Assistance Systems for Sheet Metal Forming
The Laboratory of Machine Tools and Production Engineering (WZL) has developed a portable demonstrator within the research initiative "SME 4.0 Competence Center", which makes the vision of Industry 4.0 for SME Sheet Metal Forming tangible. The Material Scanner (MatS) uses the example of fineblanking to demonstrate how implicit process knowledge can be made visible and used for optimized process control by merging production and information technology.
The demonstrator consists of three components:
- a test bench for the simulation of typical fineblanking phenomena (a)
- a graphics processor-based computing unit for the central processing of measurement data (b)
- a wireless graphical user interface for decentralized visualization of measurement data (c).
In the current state of development, the sheet metal separation process is performed without the implementation of a genuine cutting process is simulated. This is done with the help of a cutting impact simulator, which can be set in intervals to strike a sheet metal strip and which thereby generates a mechanical impulse (cutting impact) as well as an acoustic signal (cutting sound). The corresponding sensors are used to detect the cutting impact and the sound of the cut is recorded and transmitted wirelessly to the central GPU computing unit. In addition, selected material properties of the sheet metal strip are recorded and compared with the cutting impact and sound is correlated. With the help of algorithms from the field of artificial intelligence, it is then possible to be able to react to process anomalies in real time.Copyright: © WZL/Kaufmann
Real-time data analysis using artificial neural networks
The second component and core of the demonstrator is the central graphics processor-based arithmetic unit. An artificial neural network correlates material properties there, process parameters and the above-mentioned perceptive measured variables, the cutting impact and sound. Google impressively demonstrated the possibilities of artificial neural networks in 2016, when it became possible for the first time, to beat a human opponent with the help of a computer program in the board game "Go". The peculiarity, however, was not that this was successful, but rather how it succeeded. The artificial neuronal network has derived moves, which in the over 2000-year-old tradition of play remained undiscovered for humans. Consequently, there was no answer to these moves.
Transferred to the fineblanking process, the aim is now to make implicit process contexts visible with the aid of perceptive measured variables such as the cutting impact and sound as well as artificial neural networks. This enables a sometimes unknown process optimization. Current research at the WZL is developing a software platform based on artificial neural networks that can analyze sensor data streams in real time. Among other things, it will be possible to detect anomalies in the cut and cut sound in real time and to identify their causes. Causes and effects are then made visible via wireless visualization.

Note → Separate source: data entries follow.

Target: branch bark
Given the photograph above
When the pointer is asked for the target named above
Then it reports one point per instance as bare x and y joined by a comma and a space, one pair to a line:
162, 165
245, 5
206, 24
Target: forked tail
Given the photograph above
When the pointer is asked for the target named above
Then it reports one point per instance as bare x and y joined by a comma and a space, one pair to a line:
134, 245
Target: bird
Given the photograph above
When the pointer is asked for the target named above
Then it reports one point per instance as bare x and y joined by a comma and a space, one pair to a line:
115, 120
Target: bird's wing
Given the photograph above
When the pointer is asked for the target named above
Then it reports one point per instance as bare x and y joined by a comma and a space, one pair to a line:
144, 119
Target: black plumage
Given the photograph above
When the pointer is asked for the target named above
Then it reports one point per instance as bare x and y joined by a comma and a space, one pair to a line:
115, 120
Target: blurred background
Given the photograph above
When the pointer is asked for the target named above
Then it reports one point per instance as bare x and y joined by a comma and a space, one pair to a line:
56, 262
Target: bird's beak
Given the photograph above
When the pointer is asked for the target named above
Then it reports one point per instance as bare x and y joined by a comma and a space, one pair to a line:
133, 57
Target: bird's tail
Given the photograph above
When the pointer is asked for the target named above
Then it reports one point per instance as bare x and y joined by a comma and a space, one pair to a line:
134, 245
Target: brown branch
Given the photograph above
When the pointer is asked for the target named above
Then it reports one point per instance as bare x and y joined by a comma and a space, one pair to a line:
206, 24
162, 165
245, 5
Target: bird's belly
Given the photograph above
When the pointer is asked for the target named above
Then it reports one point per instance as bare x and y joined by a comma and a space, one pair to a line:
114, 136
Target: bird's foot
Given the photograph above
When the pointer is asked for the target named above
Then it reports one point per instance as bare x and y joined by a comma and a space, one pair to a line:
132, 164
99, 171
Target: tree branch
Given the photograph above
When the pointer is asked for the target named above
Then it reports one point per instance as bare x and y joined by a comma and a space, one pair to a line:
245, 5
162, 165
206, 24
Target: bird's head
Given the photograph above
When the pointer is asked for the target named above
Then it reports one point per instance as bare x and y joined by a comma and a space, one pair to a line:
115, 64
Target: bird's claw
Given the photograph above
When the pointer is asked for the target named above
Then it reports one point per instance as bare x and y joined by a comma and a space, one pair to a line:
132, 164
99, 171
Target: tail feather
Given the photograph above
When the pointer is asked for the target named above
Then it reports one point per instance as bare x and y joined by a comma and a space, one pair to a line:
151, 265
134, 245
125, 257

Informed anytime, anywhere thanks to wireless, decentralized visualization
A wireless, decentralized visualization is the third component of the demonstrator. An exemplary user interface is used to demonstrate how a machine operator can be informed about the causes and effects of process anomalies in real time in the real process. The development of this user interface is also the subject of current research. Particular importance is attached to the easy comprehensibility of the user interface so that the machine operator can easily obtain the necessary information to be able to optimally guide the process at any time.